Jean Baptiste Pointe du Sable

En sortant de l’hôtel le matin, nous nous sommes dirigés vers le bien nommé Magnificent Mile, cette portion de la Michigan avenue qui part du Du Sable Bridge pour rejoindre Oak Street et où sont quelques-uns des plus beaux immeubles et des plus hauts gratte-ciels : ainsi du Wrigley Building, dont l’architecture s’inspire de la cathédrale de Séville ou de la Tribune Tower, siège du Chicago Tribune, inspirée de celle de Rouen ; plus loin, c’est encore la Chicago Water Tower ou le John Hancock Center — 344 mètres de hauteur ! —, où nous profitons de la vue panoramique depuis l’observatoire du 94e étage.
À la base de la Tribune Tower, les mûrs intègrent quelque 136 pierres provenant de monuments historiques rapportées du monde entier par les correspondants du journal au moment de sa construction, en 1925. Cela va de Notre-Dame à Paris jusqu’à la muraille de Chine, en passant par le mur de Berlin où les pyramides d’Égypte.

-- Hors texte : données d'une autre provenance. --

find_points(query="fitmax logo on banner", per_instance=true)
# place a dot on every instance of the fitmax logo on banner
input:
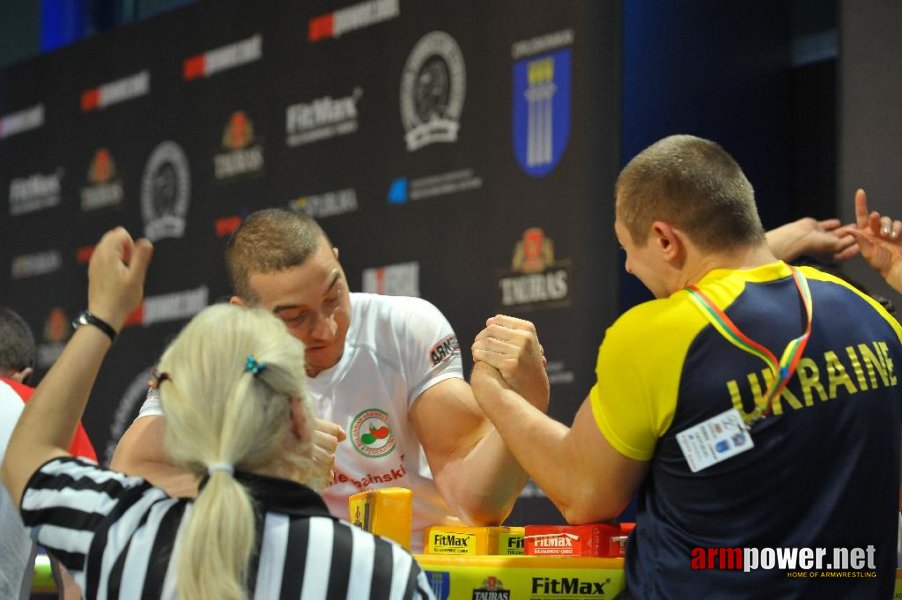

À l’extrémité nord du pont qui porte son nom, un buste de bronze, réalisé en 2009 par le sculpteur Erik Blome, rend hommage à Jean Baptiste Point du Sable, un métis d’origine haïtienne, considéré aujourd’hui comme le fondateur de la ville, qui, dans les années 1780, installa un comptoir commercial à l’embouchure nord de la Chicago river, et y fit construire sa maison, devenant ainsi le tout premier habitant de ce qui allait devenir Chicago.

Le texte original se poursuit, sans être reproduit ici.